Operations and maintenance costs represent a major portion of a typical utility company's budget. Utility excavations as they are performed today are very labor-intensive and disruptive, but they are necessary to repair aging infrastructure and install new equipment. Multiple crews are required to perform utility locating, mark-out, excavation, sheeting and shoring, and restoration. Additional staff are engaged to support the excavation, including project managers, vehicle drivers, equipment operators, and administrative personnel. A single excavation may represent a major investment of time, money, personnel, and equipment. The costs of these excavations are often passed-on to the utility customer.
Engaging large crews to perform excavations requires dedicating resources to labor-intensive projects. In spite of technological advances that offer improvements in cost and productivity in some areas, utility excavations are still performed today in much the same way that they have been for decades. Typical utility excavations require deploying multiple large vehicles, heavy equipment, and multiple crews. The large site-footprint required for utility vehicles and heavy excavating equipment can create a public nuisance and cause major disruptions to traffic. Construction equipment and utility vehicles also have fuel economies which are significantly worse than those of passenger vehicles, leading excavation sites to have not only a large physical footprint, but a substantial carbon footprint as well. Reducing the excavation site's physical and carbon footprints would provide a positive environmental impact, reduce costs, and serve as a benefit to the public.

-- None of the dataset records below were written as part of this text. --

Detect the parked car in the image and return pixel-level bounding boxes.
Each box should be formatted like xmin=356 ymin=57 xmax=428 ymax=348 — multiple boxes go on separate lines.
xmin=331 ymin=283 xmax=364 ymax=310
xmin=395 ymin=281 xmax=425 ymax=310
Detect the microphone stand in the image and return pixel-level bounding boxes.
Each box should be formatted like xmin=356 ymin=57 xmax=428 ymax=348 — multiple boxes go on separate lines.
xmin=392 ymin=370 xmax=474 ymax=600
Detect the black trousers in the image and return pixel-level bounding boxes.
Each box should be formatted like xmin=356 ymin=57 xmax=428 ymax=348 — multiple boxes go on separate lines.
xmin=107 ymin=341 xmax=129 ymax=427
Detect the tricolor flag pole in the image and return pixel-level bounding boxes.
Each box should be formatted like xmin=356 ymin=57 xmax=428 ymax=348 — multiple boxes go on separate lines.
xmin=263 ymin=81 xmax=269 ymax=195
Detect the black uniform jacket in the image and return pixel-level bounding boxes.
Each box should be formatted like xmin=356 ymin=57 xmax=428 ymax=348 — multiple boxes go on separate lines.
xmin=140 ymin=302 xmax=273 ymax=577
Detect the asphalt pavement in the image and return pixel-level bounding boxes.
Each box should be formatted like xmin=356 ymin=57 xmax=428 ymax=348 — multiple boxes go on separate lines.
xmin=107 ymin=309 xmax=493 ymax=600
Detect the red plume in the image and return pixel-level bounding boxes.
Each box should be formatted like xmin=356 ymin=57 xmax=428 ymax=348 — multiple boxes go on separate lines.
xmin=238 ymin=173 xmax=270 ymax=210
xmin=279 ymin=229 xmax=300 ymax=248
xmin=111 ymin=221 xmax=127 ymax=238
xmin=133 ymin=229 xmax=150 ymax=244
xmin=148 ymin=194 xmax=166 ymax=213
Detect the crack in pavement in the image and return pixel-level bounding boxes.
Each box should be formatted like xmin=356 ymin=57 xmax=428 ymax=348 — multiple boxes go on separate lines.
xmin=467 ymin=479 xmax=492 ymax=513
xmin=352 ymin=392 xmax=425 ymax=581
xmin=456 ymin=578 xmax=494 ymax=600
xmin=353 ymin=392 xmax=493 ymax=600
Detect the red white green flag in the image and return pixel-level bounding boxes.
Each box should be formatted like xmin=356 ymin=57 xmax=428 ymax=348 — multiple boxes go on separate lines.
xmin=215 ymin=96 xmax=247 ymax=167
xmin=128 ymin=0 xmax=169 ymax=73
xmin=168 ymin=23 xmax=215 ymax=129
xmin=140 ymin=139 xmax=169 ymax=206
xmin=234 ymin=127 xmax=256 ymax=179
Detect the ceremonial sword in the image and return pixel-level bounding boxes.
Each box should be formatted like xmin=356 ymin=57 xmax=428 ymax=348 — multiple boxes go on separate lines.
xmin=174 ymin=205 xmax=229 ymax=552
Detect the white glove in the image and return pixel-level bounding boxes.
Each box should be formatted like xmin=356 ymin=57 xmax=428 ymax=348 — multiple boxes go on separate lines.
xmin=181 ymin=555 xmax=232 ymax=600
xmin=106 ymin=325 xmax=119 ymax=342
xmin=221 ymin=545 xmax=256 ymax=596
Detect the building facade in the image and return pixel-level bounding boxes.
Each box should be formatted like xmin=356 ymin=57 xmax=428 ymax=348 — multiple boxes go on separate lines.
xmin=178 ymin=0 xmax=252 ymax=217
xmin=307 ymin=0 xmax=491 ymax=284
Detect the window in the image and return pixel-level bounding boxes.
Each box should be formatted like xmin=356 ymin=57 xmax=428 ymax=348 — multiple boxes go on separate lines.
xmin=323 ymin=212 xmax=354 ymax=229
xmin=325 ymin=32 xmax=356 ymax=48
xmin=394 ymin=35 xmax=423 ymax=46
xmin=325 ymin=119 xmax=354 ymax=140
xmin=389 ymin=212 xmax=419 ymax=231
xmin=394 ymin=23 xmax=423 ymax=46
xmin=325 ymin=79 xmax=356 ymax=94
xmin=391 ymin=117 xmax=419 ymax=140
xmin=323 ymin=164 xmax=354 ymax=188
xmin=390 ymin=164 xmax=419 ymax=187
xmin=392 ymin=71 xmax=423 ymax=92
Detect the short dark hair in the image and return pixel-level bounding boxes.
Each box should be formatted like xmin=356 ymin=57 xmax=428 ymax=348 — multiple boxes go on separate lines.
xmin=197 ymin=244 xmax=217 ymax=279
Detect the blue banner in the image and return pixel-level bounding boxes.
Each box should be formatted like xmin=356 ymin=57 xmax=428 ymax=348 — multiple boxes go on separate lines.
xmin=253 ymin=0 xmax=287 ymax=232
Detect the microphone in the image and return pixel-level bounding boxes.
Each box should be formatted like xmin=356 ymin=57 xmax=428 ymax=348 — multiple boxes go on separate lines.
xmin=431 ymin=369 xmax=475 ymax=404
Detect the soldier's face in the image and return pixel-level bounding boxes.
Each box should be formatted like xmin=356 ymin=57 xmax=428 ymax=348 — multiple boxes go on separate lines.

Prior to an excavation, mark-out crews are called to locate underground utilities. Mark-out crews use maps to locate key pipeline features and main-line routing from above ground. Once the maps are consulted, mark-out crews use spray paint on the road surface to mark the location of pipeline features prior to excavation; however, the mark-outs provided are only as accurate as the data which is available to the utility company or mark-out crew. Maps and as-built construction drawings are often inaccurate, or do not represent decades of subsequent maintenance, repair and replacement activities which have occurred. Changes to street and sidewalk layout, the construction of new buildings, the installation of new gas and other utility services, the demolition of old buildings, and other changes over the years can make it difficult to translate the old maps to the current street configuration. In addition, the underground networks of major cities can be very crowded with gas, steam, sewer, water, electrical, telecommunications, and other utilities running in close proximity to one another. These underground networks are often inadequately mapped and the locations of different utility infrastructure installed below street level are almost never integrated on the same map. This lack of integration can lead to many problems.
Damage to buried utilities can occur when the excavator is not aware, either through negligence or incomplete information, of what lies beneath the road surface. This damage is typically described in relation to the level of involvement of the utility infrastructure owner. For example, a common form of damage is referred to as “third party damage” to indicate that it is not the fault of the utility which owns the damaged infrastructure—i.e., the first party—or a direct contractor of that utility—i.e., the second party—but instead is the fault of an unaffiliated excavator—for example, a telecommunications utility crew striking and damaging natural gas infrastructure. Unfortunately, first and second parties are not immune from damaging their own infrastructure, either through insufficient excavation techniques or by not identifying the location of all buried utilities while excavating. For all of these reasons, an improved method of performing utility excavations is needed to reduce or eliminate the aforementioned problems.